6 Legitimate Canadian Beers To Drink During Hockey Season
There’s Labatt Blue and Molson Ice. Also…
At last, North America’s long, cold nightmare is over: Hockey is back on ice, baby, with the season’s slate of NHL games set to skate on Saturday. To celebrate, we’d suggest that you crack a beer and take a sip — or 113, one for every day of the lockout.
While Labatt Blue and Molson Ice may seem like suitable beers for celebration, we’d suggest you look beyond these lowbrow Canadian lagers. They’re the Great White North's equivalent of Budweiser or Coors Light and, moreover, don't represent Canada’s growing and noteworthy craft beer scene. Today, thrilling breweries are copping up from Quebec to British Columbia, turning out beers every bit as interesting as their crafty American counterparts.
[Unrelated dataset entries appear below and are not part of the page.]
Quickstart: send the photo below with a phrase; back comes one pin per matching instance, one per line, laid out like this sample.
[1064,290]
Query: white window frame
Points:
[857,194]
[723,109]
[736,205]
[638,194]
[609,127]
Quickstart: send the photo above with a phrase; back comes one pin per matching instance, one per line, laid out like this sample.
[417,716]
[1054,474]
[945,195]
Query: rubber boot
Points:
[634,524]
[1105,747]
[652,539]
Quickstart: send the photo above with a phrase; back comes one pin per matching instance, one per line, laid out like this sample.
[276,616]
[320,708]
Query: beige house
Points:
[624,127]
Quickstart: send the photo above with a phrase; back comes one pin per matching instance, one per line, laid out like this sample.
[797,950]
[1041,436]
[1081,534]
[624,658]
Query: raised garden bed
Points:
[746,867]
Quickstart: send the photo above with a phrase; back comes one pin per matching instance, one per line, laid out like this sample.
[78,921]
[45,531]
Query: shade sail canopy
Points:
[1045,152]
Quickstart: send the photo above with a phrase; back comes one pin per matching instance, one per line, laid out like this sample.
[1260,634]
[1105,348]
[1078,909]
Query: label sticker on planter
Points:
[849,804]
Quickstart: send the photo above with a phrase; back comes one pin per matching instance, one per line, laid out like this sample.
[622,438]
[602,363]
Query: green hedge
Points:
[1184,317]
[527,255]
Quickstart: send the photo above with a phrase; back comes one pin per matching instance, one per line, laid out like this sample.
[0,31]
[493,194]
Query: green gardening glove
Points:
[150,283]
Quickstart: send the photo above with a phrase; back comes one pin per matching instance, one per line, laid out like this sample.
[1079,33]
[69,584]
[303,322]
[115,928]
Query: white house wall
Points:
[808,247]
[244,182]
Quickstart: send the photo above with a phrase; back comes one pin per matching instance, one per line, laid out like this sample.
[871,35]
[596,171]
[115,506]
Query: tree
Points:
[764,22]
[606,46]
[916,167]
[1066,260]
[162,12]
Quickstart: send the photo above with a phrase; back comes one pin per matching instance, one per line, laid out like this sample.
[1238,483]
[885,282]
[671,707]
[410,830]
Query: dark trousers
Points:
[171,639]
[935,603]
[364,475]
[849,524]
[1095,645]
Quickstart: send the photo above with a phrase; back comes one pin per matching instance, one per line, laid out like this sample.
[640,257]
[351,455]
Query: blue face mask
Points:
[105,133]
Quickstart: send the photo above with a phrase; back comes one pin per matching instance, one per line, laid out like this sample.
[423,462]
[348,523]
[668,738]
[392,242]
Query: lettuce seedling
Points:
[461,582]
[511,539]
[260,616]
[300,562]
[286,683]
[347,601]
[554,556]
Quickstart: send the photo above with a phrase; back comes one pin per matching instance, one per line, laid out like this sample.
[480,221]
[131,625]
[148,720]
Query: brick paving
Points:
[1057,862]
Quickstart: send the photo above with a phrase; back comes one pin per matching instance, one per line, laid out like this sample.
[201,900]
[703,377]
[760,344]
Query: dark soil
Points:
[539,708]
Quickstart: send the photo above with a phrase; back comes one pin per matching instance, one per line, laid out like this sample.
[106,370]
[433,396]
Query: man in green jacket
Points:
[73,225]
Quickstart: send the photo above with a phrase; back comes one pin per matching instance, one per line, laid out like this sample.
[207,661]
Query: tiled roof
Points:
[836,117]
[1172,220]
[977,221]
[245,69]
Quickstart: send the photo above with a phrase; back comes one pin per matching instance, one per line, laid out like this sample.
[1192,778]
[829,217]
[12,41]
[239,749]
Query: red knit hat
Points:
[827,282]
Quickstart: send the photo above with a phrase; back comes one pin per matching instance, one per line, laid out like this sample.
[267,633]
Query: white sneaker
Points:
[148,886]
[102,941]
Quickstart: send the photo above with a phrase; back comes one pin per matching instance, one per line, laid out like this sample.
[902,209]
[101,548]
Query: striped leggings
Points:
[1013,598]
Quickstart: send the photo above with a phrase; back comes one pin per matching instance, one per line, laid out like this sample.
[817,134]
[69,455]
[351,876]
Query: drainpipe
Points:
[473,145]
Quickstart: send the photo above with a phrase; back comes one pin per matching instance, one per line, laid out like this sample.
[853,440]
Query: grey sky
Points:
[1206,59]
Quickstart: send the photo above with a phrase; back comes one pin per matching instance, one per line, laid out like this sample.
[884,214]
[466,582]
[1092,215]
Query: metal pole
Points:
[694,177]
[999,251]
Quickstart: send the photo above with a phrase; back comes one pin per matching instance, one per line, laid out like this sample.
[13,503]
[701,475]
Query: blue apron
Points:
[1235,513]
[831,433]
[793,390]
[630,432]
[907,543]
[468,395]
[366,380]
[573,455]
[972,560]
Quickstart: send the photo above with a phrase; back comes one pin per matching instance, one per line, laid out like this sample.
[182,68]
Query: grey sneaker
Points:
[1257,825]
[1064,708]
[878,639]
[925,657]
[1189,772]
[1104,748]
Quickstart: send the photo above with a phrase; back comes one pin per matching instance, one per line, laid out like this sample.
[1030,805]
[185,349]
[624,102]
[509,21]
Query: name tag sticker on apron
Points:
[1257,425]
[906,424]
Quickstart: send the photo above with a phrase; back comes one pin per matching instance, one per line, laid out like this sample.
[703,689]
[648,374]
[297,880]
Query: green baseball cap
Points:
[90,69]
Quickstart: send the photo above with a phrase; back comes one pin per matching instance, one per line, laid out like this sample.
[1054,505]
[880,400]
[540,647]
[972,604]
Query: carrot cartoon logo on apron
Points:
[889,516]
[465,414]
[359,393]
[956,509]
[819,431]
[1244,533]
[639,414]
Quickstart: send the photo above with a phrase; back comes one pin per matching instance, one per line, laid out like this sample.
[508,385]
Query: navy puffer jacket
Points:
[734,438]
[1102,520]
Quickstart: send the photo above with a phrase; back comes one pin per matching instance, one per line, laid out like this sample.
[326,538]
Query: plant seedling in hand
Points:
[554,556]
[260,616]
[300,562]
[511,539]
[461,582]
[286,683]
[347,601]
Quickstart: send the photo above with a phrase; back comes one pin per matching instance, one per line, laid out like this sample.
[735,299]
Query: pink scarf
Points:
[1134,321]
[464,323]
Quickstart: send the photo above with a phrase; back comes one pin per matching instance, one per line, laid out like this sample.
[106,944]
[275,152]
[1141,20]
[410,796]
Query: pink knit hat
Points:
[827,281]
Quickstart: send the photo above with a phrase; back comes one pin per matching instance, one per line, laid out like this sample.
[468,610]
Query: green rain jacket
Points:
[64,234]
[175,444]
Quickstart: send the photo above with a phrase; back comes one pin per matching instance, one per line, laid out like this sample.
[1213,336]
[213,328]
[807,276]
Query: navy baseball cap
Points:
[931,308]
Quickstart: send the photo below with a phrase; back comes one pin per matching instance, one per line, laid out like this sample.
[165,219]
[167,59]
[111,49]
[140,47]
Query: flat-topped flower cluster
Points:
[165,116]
Here are six of our favorite ales to sip when the pucks hit the ice.
1. Central City Red Betty IPA
The British Columbia brewery makes some of western Canada’s best hoppy beers, on par with anything cranked out in California. Perhaps that’s why Bear Republic, which makes the Racer 5 IPA, objected at Central City’s original name for its liquid lineup: Red Racer. Though litigation forced CC to alter the name of its beers in the U.S., the quality remains unchanged. Red Betty IPA is an unabashed hop bomb with a flowery, citrusy edge and balanced malt sweetness.
2. Dieu du Ciel! Dernière Velonté
A few years ago, I spent a few happy weeks living in Montreal, which might just be Canada’s answer to Portland, Oregon. The city is lousy with breweries and brewpubs, but there’s one notable exception: Dieu du Ciel! (The exclamation point is on purpose.) One of my favorite DDC! beers to knock back is Dernière Velonté (“last wish”), a lovely little number with a flowery nose, spicy-fruity flavor and boozy warmth like a furnace in your belly.
3. St-Ambroise Oatmeal Stout
If I were more of a drunk, I might pair my morning oatmeal with Montreal-made St-Ambroise Oatmeal Stout, a beer that deliciously blurs the lines between morning and night. The beer is as black as 4 a.m., with taste bud–awakening flavors of coffee and cocoa. The oatmeal comes into play on the beer’s body, creating a lush mouthfeel and a head that’ll last until the cows come home.
4. Unibroue La Fin Du Monde
If I feared the Mayan prophecy would really come true, I would’ve holed myself up in a bomb shelter with a case full of creamy La Fin Du Monde — in French, “the end of the world.” In reality, drinking it would just be the end of my sobriety. The brawny Belgian-style tripel is an effervescent pleasure, all floral aromatics matched to a dry drinkability.
5. Le Bilboquet MacKroken Flower
Tipping the scales at nearly 11 percent ABV, the Quebec-brewed Scotch ale will warm you up like a fire on a snowy winter night. The dark unfiltered Flower is made with honey, which contributes a bit of sweetness to the silky, malt-forward beer that tastes plenty like toffee and caramel. It’s suited for sipping nice and slow.
6. Brasseurs IIlimités Simple Malt Double Porter
The “double” references the porter’s malts, which are smoked twice: first with peat, then ash wood. This gives the Quebec porter a curious profile that’s one part Scotch whisky, one part campfire-like German rauchbier. Flavors of unsweetened chocolate and well-roasted coffee seal the deal. The porter would make a fine match to BBQ or grilled meat.